Derivation of motor neuron-like cells from neonatal mouse testis in a simple culture condition

• Published in: Andrologia Vol. 48; no. 10; pp. 1100 - 1107
• Main Authors: Javanmardy, S., Asadi, M. H., Movahedin, M., Moradpour, F., Bahadoran, H.
• Format: Journal Article
• Language: English
• Published: Germany Blackwell Publishing Ltd 01.12.2016; Wiley Subscription Services, Inc
• Subjects: Animals; Animals, Newborn; Cell Differentiation - physiology; Cells, Cultured; Embryonic Stem Cells - cytology; Embryonic stem-like cell; Male; Mice; motor neuron-like cell; Motor Neurons - cytology; pluripotent stem cell; spermatogonial stem cell; Testis - cytology; spermatogonial stem cell; Embryonic stem-like cell; pluripotent stem cell; motor neuron-like cell
• ISSN: 0303-4569; 1439-0272
• DOI: 10.1111/and.12545

Summary Embryonic stem cell (ESC) therapy is an exciting way to treat neurodegenerative disease and central nervous system injury. However, many ethical and immunological problems surround the use of embryonic stem cells. Finding an alternative source of stem cells is therefore pertinent. In this study, spermatogonia stem cells (SSCs) were used to generate mature motor neurons. SSCs were extracted from neonatal testes and cultured in DMED/F12 medium for 3 weeks. Characterisation of SSC‐derived ESC‐like cells was confirmed by RT‐qPCR, immunostaining, alkaline phosphatase activity and their ability to form embryoid bodies (EBs). The EBs were induced by retinoic acid and Sonic hedgehog and trypsinised to obtain single induced cells. The single cells were cultured in neural medium for 18 days. Characterisation of neural precursors and motor neuron‐like cells was confirmed by RT‐qPCR and immunocytochemical analysis at the 7th day (early stage) and 18th day (late stage), respectively, of culturing.

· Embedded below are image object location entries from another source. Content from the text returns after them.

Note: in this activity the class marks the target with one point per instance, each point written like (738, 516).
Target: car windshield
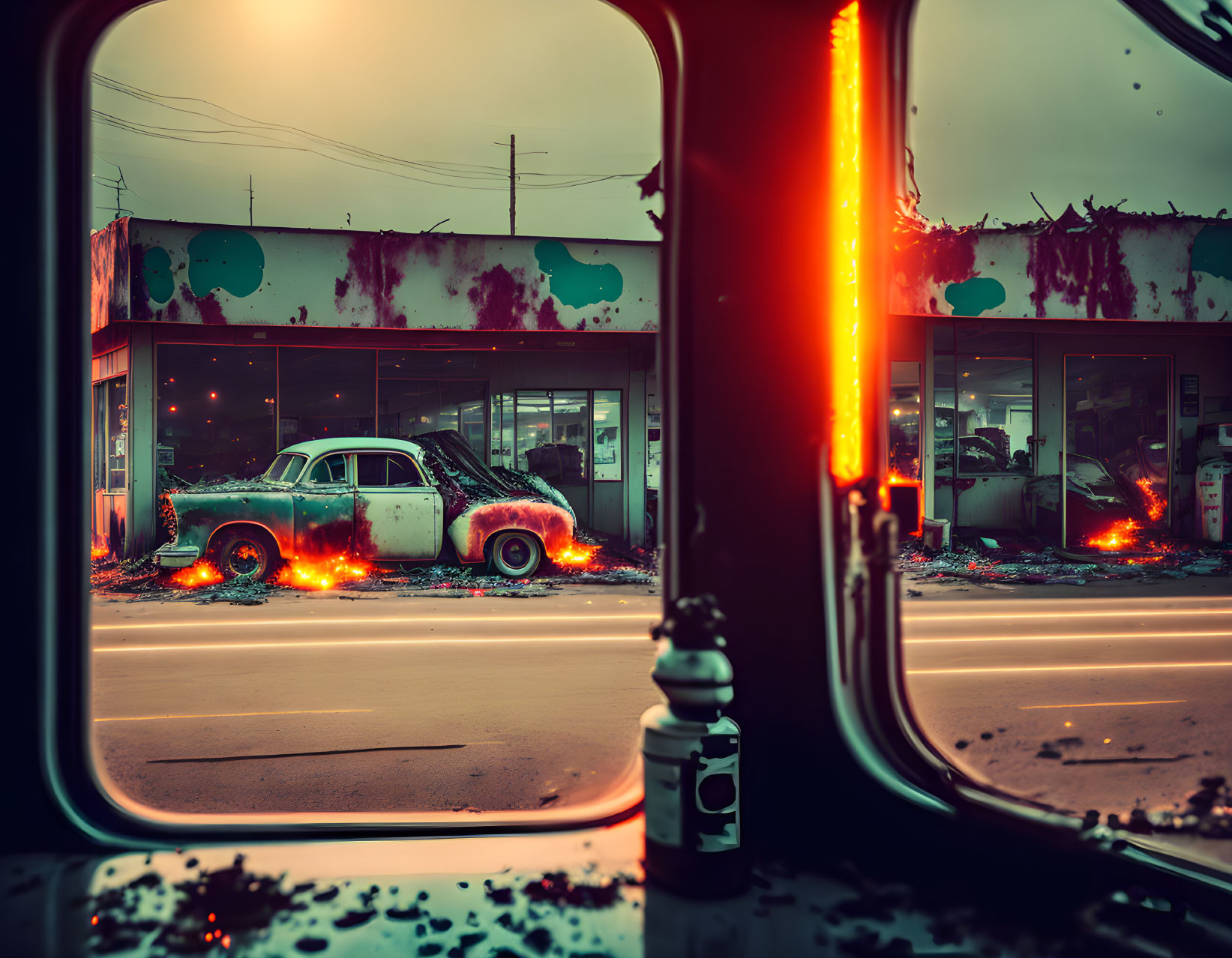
(285, 469)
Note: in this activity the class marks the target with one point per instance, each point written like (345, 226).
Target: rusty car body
(373, 499)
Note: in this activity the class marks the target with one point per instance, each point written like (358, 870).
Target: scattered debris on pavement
(990, 561)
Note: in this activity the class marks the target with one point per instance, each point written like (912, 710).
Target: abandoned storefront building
(216, 346)
(1096, 346)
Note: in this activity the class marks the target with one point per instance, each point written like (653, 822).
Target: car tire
(515, 555)
(247, 552)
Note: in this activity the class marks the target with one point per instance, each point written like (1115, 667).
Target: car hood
(465, 479)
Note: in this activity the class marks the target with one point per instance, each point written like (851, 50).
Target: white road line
(1097, 705)
(355, 643)
(1066, 668)
(241, 714)
(1028, 613)
(406, 620)
(1078, 636)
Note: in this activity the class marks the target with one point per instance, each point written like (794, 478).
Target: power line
(434, 168)
(130, 126)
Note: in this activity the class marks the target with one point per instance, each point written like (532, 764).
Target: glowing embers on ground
(196, 575)
(1156, 504)
(1121, 536)
(576, 555)
(843, 214)
(316, 574)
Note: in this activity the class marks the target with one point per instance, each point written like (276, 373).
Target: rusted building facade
(1096, 346)
(216, 346)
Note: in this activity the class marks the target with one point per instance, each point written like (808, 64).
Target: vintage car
(373, 499)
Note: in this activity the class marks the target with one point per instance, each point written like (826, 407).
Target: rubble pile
(613, 564)
(1209, 813)
(985, 561)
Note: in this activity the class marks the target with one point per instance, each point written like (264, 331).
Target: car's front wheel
(250, 553)
(517, 555)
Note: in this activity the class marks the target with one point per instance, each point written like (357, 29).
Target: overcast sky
(1011, 96)
(425, 82)
(1017, 95)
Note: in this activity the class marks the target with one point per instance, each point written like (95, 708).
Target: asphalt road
(373, 706)
(1129, 689)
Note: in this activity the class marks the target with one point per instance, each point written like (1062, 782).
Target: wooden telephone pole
(513, 182)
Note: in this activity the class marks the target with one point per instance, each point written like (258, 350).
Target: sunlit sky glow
(1011, 96)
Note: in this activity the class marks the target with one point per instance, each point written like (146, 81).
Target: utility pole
(120, 186)
(513, 182)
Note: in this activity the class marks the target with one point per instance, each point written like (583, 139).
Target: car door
(398, 515)
(324, 509)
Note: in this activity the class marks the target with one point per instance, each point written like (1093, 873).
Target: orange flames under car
(196, 575)
(1120, 536)
(1155, 504)
(316, 574)
(574, 555)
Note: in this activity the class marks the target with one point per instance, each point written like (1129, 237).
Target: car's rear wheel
(515, 555)
(248, 552)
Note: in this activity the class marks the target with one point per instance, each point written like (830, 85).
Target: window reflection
(216, 410)
(325, 393)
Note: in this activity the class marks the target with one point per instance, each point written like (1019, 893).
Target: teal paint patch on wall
(577, 283)
(159, 282)
(224, 259)
(1213, 250)
(973, 296)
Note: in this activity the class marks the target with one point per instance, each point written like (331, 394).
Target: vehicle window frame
(70, 34)
(355, 469)
(323, 460)
(885, 750)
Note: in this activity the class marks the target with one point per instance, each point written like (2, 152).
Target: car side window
(387, 469)
(329, 469)
(403, 472)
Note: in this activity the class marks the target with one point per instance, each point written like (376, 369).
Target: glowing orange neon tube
(847, 454)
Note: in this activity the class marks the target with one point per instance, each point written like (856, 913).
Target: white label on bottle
(663, 804)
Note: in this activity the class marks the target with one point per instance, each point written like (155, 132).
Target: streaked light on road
(1077, 636)
(375, 620)
(1097, 705)
(358, 643)
(241, 714)
(1113, 613)
(1066, 668)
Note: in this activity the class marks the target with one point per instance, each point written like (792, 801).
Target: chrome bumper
(176, 557)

The neural precursors were found to be positive for nestin and Sox2, and a small fraction of cells expressed β‐tubulin III. Upon further differentiation, multipolar neurons were detected that expressed β‐tubulin III and MAP2 markers. Moreover, the expression levels of Olig2 and PAX6 were significantly lower, while HB9, Isl1 and Isl2 expression levels were higher at the late stage when compared to the early stage. These results show that SSCs have the potential to differentiate to motor neuron‐like cells and express markers specific for mature motor neurons. However, the functional ability of these cells remains to be evaluated in future studies.